Das Forderungsmanagement als Teil des Working Capital Managements ist ein besonders sensibler Bereich, da alle Maßnahmen immer auch die Kunden betreffen.
Management der offenen Posten
Die offenen Forderungen gegenüber den Kunden werden in sog. offenen Posten verwaltet. Das Working Capital Management bestimmt die Regeln im Umgang mit den offenen Posten. Es gilt ein System aufzustellen, in dem die fälligen Positionen zeitnah erkannt werden. Die säumigen Kunden müssen schnell angesprochen werden, z. B. durch eine Mahnung. Sanktionen wie ein Lieferstopp oder die Berechnung von Verzugszinsen sollen zur Zahlung bewegen. Gerichtliches Mahnverfahren und letztendlich die Klage gegen den Schuldner sind dann nur noch selten notwendig.
Kundenauswahl
Erfolgreiches Forderungsmanagement beginnt mit der Auswahl der Kunden. Die Bonität von Neukunden muss vor der ersten Lieferung geprüft werden. Das höhere Risiko eines Zahlungsverzuges auf bestimmten Vertriebswegen, wie z. B. der Export in osteuropäische Länder, muss bekannt und durch geeignete Maßnahmen, z. B. eine Exportkreditversicherung des Bundes, ausgeglichen werden.
Zahlungskonditionen
Einen besonderen Einfluss auf die Höhe der Forderungen und damit auf die des Working Capital haben die Zahlungsziele, die den Kunden eingeräumt werden. Wird gegen Vorkasse verkauft, gibt es keine Forderungen. Ein Zahlungsziel von 30 Tagen hat eine Forderungshöhe von 1/12 des Jahresumsatzes zur Folge. Eine Differenzierung des Zahlungsziels nach Vertriebswegen, z. B. Vorkasse im Internetshop und 30 Tage Ziel im Vertrieb über den Außendienst sind ein erprobtes Mittel zur Senkung der Forderungshöhe.
Zahlungsanreize
Zu den Zahlungskonditionen gehören auch vereinbarte Anreize, die den Kunden zur vorzeitigen Bezahlung seiner Rechnungen animieren. Skonto ist ein Nachlass auf den Rechnungsbetrag, wenn die Bezahlung zu bestimmten Zeitpunkten vor Ablauf der Zahlungsfrist erfolgt.

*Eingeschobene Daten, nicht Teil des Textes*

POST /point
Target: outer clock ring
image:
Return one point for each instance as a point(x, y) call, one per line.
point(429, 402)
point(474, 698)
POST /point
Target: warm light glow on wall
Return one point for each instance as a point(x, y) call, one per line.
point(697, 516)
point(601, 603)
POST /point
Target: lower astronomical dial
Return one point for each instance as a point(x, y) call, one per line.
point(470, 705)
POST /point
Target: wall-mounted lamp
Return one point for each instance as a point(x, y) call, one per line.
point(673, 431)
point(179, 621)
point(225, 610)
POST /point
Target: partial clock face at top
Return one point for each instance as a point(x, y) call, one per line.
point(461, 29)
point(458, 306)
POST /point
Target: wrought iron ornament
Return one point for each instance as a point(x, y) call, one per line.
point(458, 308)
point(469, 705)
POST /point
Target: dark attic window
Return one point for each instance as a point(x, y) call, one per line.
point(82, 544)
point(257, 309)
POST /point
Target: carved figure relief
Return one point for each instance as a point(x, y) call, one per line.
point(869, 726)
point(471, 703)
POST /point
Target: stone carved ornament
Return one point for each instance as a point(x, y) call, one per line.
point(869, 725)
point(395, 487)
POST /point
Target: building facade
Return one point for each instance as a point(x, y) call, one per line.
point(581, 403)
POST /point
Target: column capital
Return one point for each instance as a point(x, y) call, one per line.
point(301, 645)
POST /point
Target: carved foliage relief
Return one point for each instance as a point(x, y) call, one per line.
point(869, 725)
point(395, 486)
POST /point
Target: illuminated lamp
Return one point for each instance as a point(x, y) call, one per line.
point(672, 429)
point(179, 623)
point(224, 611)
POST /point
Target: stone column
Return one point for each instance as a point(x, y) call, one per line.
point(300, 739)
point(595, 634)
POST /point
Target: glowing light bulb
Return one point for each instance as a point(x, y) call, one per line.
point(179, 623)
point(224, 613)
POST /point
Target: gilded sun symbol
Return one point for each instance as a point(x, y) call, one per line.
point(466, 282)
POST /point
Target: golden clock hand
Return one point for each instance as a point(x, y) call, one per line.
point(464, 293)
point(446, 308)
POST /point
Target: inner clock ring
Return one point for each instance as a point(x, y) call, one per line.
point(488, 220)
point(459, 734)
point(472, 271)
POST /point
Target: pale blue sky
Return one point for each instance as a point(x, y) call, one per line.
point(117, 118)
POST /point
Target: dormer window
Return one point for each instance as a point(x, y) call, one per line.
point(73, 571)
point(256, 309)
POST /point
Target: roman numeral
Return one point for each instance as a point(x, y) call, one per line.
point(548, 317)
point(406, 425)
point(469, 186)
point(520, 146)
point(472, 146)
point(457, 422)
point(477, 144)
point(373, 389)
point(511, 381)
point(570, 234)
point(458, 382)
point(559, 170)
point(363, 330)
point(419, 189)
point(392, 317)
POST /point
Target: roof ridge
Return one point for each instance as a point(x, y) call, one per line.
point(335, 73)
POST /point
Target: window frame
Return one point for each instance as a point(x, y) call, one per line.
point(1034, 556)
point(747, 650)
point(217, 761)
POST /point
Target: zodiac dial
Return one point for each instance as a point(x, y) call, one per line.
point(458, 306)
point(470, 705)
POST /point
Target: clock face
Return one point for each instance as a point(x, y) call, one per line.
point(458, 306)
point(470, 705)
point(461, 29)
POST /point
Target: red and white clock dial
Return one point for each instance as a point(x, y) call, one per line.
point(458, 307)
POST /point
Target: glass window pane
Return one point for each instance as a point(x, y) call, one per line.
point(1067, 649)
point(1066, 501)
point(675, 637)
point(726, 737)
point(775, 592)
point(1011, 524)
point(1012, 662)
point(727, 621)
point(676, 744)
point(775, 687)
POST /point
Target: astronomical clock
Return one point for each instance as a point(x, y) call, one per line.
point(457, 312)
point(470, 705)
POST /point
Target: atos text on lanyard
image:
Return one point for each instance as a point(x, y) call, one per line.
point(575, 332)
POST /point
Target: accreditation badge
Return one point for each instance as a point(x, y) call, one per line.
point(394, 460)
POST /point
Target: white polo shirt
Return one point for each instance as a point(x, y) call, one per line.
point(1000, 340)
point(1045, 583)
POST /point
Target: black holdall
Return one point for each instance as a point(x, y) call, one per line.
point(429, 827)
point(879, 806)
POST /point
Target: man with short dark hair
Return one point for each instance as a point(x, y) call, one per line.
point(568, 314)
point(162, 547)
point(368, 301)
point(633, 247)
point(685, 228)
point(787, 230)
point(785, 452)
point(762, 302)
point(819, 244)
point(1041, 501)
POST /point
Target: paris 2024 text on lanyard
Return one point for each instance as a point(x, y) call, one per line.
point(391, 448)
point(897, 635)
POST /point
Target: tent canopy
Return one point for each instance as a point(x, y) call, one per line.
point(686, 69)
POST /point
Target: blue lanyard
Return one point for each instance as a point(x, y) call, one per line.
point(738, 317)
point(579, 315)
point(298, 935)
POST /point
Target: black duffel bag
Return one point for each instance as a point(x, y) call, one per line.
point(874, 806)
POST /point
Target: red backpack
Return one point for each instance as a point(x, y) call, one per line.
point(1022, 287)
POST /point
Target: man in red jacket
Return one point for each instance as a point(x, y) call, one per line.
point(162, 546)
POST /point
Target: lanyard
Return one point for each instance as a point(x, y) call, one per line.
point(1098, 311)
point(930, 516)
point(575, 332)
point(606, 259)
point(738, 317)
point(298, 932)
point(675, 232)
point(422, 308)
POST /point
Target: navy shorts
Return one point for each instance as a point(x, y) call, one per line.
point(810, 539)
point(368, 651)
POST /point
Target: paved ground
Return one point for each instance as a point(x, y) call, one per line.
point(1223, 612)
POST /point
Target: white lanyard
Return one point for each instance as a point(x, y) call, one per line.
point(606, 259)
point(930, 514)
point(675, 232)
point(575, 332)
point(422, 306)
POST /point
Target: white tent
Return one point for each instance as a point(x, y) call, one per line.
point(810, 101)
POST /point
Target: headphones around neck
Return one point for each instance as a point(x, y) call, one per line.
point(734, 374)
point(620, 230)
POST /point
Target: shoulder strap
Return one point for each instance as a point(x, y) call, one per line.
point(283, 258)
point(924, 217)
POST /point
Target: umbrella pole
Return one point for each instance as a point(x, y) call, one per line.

Manipulation zum Bilanzstichtag
Die Bilanz wird zu einem Stichtag erstellt, die Bilanzkennzahlen sind demnach stichtagsbezogen. In der Praxis wird daher oft kurz vor diesem Stichtag versucht, die Bilanzwerte schnell zum Positiven zu verändern. Gerade die Forderungen sind geeignet, wenn z. B. große Einzelforderungen mit besonderem Anreiz noch schnell vor dem Jahresende realisiert werden. Es kostet in der Regel viel Geld, um den Kunden zur Mitarbeit zu bewegen. Günstiger sind eine ständige Überwachung und Reaktion auf die Forderungen im ganzen Jahr.
Veränderung der Forderungshöhe durch Veränderung der Konditionen
Ein Anbieter von individuellen Bekleidungsstücken hat in den letzten Jahren neben seinem originären Geschäft erfolgreich einen Online-Vertriebsweg aufgebaut. Inzwischen stammen bereits 1,5 Mio. EUR Umsatz aus dem digitalen Shop. Nur historisch zu begründen war die bis vor einem Jahr angebotene Zahlungskondition mit Verkauf gegen Rechnung und 30 Tagen Zahlungsziel.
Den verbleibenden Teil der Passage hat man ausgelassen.